You travel a lot as a family together. Does that make things harder?
It’s hard, but I’m not a single mom with two jobs, trying to get by, every day. When I feel I’m doing too much, I do less, if I can. I’m in a rare position where I don’t have to do job after job; I can take time when my family needs it. The nice thing about being a director is that I can say, “I can only get into the room after the kids are at school, and I have to be back for dinner. And they’re coming for lunch”.
I actually feel like women in my position, when we have everything at our disposal to help us, shouldn’t complain when we consider all of the people who are really struggling and don’t have the means or support. Many people are single, raising children.
That’s hard. I have much more support than most women around this world, and I have the financial means to have a home and help with care and food. So I don’t consider it a challenge. My kids are here, upstairs. They home school, so we travel everywhere together. They were on set almost every day for Maleficent.
When you look at your life as it is today, does it seem very far removed from your perspective on things when you were a teenager or in your twenties?

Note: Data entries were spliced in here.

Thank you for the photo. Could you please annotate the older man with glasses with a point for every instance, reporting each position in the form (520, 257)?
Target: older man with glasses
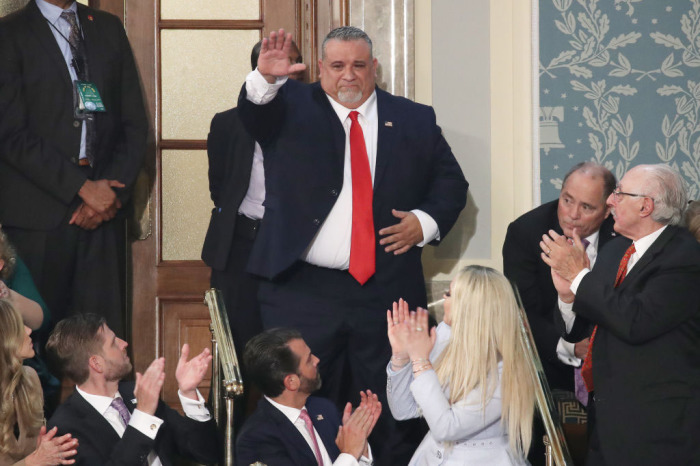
(643, 295)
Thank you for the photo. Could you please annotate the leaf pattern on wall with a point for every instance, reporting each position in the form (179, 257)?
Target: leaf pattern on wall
(627, 76)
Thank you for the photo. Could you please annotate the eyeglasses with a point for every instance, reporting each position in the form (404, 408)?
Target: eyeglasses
(617, 194)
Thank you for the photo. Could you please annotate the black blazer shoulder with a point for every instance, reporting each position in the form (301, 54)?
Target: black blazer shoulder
(100, 443)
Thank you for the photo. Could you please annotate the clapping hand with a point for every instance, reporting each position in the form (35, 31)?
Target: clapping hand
(189, 374)
(273, 61)
(148, 386)
(52, 450)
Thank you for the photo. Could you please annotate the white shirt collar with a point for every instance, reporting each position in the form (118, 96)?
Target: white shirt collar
(291, 413)
(53, 12)
(99, 402)
(593, 239)
(368, 109)
(643, 244)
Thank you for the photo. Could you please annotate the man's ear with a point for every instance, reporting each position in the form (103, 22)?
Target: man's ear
(292, 382)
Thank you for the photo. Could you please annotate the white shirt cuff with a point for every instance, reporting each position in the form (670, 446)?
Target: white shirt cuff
(258, 90)
(429, 227)
(577, 281)
(145, 423)
(567, 314)
(194, 409)
(566, 354)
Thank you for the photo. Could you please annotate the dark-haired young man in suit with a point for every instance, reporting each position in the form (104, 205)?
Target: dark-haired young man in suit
(237, 188)
(126, 423)
(66, 173)
(290, 427)
(581, 205)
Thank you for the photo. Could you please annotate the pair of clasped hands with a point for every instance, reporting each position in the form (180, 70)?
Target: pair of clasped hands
(409, 335)
(358, 424)
(100, 203)
(273, 63)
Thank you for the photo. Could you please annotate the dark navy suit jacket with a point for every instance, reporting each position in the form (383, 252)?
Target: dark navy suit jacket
(646, 354)
(304, 145)
(269, 437)
(230, 150)
(99, 443)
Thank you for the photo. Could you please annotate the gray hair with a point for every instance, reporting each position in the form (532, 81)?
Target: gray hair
(346, 33)
(668, 192)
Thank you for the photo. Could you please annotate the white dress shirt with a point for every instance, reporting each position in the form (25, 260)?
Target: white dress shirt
(331, 246)
(60, 28)
(344, 459)
(565, 349)
(145, 423)
(640, 246)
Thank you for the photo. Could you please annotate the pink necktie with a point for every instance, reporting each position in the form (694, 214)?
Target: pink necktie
(304, 415)
(362, 253)
(579, 384)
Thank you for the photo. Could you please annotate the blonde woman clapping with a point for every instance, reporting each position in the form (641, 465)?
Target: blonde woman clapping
(468, 377)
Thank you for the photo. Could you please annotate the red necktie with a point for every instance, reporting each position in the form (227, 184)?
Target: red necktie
(310, 427)
(362, 260)
(587, 367)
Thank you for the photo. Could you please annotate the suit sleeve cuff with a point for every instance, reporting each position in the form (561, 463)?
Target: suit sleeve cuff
(258, 90)
(194, 409)
(567, 314)
(429, 227)
(145, 423)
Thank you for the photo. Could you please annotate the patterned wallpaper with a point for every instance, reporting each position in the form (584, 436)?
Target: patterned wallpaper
(620, 85)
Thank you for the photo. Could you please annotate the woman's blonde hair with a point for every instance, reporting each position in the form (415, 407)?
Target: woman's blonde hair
(486, 330)
(21, 399)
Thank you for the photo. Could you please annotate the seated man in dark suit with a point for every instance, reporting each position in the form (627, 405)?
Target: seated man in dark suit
(290, 427)
(581, 205)
(122, 423)
(643, 294)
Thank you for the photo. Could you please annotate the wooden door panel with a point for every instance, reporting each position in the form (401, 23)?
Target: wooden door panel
(182, 320)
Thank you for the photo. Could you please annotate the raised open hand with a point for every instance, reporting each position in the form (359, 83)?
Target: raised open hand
(189, 374)
(148, 386)
(52, 450)
(273, 61)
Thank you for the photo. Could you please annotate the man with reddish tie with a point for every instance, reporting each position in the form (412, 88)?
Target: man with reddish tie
(643, 362)
(357, 182)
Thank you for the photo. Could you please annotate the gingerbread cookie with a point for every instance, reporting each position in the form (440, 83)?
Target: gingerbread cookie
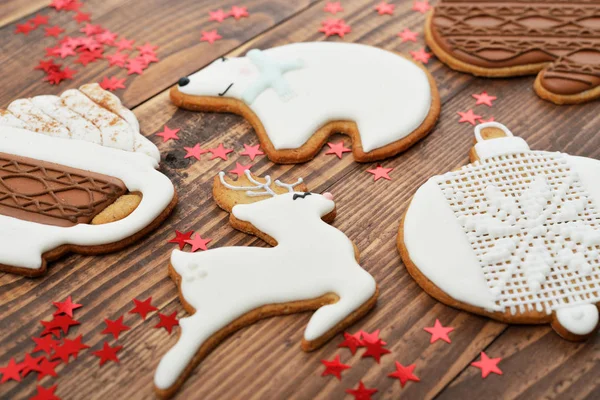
(312, 266)
(515, 235)
(558, 41)
(296, 95)
(66, 183)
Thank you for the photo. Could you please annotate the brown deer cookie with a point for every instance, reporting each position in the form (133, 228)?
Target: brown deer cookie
(515, 235)
(558, 41)
(312, 266)
(75, 175)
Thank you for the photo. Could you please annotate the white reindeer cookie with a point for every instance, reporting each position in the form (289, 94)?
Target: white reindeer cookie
(311, 266)
(515, 235)
(296, 95)
(75, 176)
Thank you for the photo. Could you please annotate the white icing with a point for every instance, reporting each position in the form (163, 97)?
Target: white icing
(311, 259)
(24, 242)
(385, 94)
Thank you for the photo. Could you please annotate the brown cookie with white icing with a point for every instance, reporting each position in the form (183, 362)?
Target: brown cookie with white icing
(558, 41)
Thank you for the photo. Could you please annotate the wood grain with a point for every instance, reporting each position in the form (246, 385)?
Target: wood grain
(265, 360)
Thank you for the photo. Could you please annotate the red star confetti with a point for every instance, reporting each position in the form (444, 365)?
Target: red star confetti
(210, 36)
(107, 353)
(362, 392)
(45, 393)
(251, 151)
(487, 365)
(195, 151)
(469, 117)
(66, 307)
(218, 15)
(421, 55)
(421, 6)
(333, 7)
(38, 20)
(484, 98)
(168, 134)
(238, 12)
(404, 374)
(240, 169)
(198, 243)
(407, 35)
(385, 8)
(11, 371)
(46, 368)
(115, 327)
(45, 344)
(180, 238)
(113, 83)
(334, 367)
(220, 152)
(439, 332)
(143, 307)
(380, 172)
(167, 321)
(353, 342)
(337, 148)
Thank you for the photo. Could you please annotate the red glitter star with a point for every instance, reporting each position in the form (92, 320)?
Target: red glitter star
(195, 151)
(45, 393)
(210, 36)
(421, 6)
(438, 331)
(380, 172)
(334, 367)
(143, 307)
(487, 365)
(362, 392)
(11, 371)
(385, 8)
(107, 353)
(251, 151)
(333, 7)
(168, 134)
(115, 327)
(404, 374)
(218, 15)
(197, 242)
(220, 152)
(180, 238)
(66, 307)
(484, 98)
(421, 55)
(238, 12)
(469, 117)
(337, 148)
(408, 35)
(167, 321)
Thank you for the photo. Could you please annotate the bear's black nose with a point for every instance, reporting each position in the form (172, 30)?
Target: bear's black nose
(183, 81)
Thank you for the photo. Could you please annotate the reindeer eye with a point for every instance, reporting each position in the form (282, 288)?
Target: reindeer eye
(301, 196)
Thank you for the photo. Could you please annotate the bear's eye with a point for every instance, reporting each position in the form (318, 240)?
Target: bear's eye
(301, 196)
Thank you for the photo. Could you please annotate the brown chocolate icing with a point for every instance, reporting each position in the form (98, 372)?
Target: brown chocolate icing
(563, 36)
(53, 194)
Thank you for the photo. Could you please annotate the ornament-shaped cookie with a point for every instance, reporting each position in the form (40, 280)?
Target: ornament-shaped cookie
(515, 235)
(312, 267)
(295, 96)
(558, 41)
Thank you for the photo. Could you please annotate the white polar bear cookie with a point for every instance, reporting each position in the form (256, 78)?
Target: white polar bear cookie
(515, 235)
(75, 175)
(312, 266)
(296, 95)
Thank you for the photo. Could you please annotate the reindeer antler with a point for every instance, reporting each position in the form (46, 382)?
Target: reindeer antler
(266, 186)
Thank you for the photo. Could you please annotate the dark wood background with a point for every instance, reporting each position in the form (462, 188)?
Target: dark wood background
(265, 361)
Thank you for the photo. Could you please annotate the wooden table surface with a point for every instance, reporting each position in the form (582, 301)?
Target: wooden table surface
(264, 361)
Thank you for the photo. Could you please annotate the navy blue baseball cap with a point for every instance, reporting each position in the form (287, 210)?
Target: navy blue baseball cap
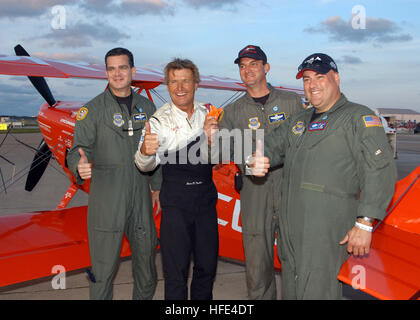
(251, 51)
(318, 62)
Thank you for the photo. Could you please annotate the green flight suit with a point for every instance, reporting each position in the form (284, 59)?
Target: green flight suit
(260, 197)
(336, 168)
(119, 200)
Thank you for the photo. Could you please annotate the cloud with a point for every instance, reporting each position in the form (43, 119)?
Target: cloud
(83, 34)
(213, 4)
(14, 9)
(378, 30)
(349, 60)
(130, 7)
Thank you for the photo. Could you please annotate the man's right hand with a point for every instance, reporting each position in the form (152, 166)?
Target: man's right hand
(210, 128)
(150, 142)
(84, 167)
(258, 163)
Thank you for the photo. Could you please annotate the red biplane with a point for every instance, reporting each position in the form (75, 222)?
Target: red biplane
(31, 244)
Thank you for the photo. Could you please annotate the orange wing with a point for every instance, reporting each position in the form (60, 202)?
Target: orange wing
(392, 268)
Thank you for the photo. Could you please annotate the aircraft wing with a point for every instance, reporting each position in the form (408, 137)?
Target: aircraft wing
(144, 78)
(32, 244)
(147, 78)
(392, 268)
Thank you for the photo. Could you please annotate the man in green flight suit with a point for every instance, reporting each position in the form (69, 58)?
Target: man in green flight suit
(260, 110)
(339, 176)
(106, 136)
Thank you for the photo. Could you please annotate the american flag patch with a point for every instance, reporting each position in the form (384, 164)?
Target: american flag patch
(372, 121)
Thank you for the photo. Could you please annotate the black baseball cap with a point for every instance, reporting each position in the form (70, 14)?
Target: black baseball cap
(318, 62)
(251, 51)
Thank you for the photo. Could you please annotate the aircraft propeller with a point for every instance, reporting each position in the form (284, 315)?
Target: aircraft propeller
(43, 154)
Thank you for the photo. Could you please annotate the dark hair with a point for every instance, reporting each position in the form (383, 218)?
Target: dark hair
(120, 52)
(178, 64)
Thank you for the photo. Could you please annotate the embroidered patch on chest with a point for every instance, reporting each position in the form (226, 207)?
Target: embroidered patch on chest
(82, 113)
(118, 120)
(318, 126)
(277, 117)
(372, 121)
(299, 127)
(140, 117)
(253, 123)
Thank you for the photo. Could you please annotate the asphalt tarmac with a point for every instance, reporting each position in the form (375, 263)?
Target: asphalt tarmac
(15, 159)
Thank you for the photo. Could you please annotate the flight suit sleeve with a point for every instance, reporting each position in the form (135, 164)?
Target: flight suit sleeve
(143, 162)
(84, 137)
(377, 169)
(156, 179)
(228, 136)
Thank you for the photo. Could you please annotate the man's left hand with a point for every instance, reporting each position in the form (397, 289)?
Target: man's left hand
(358, 241)
(155, 200)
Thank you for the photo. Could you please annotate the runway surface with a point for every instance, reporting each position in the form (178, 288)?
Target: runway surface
(230, 281)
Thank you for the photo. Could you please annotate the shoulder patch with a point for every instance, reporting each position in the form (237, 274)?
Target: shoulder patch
(299, 127)
(372, 121)
(82, 113)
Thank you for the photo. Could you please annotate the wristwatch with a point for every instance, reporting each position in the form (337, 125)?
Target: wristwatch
(367, 219)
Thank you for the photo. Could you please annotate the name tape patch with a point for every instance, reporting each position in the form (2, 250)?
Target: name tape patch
(277, 117)
(318, 126)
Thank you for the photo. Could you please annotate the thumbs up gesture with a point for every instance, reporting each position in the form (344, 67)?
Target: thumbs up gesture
(150, 142)
(258, 163)
(84, 167)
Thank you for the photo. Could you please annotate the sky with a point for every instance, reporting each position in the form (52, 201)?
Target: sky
(376, 44)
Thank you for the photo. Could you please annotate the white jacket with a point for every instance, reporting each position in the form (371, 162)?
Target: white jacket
(174, 129)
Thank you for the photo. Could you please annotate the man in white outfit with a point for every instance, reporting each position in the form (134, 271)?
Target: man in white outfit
(188, 195)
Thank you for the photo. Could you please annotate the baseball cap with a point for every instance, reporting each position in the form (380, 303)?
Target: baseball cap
(318, 62)
(253, 52)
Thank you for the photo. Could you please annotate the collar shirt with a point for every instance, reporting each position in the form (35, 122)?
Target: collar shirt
(174, 131)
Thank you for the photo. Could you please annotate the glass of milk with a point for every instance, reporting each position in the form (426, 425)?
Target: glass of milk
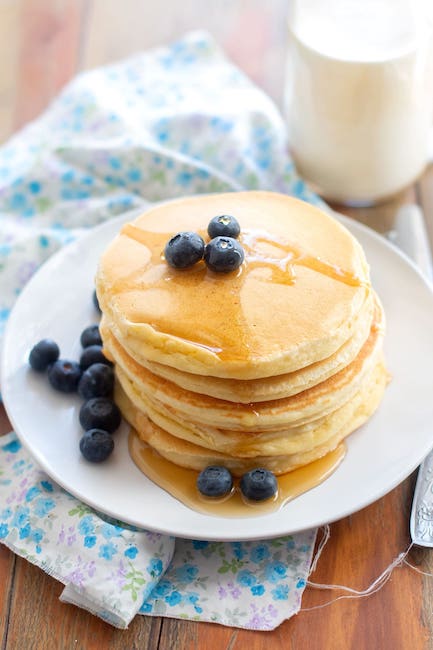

It’s a big difference, but all the pain I went through when I was younger was my way of trying to get to where I am now. I wasn’t happy with how things were for me because I thought I wasn’t accomplishing enough and all the characters I played in my films were leading much more interesting lives than I was.
The basic thing was that I was searching for some greater purpose and goal in life, and when I started working with UNESCO and doing humanitarian work, I began feeling that I could point to something concrete that I was doing to help people who had very little hope. I’m very glad to have been able to do that work.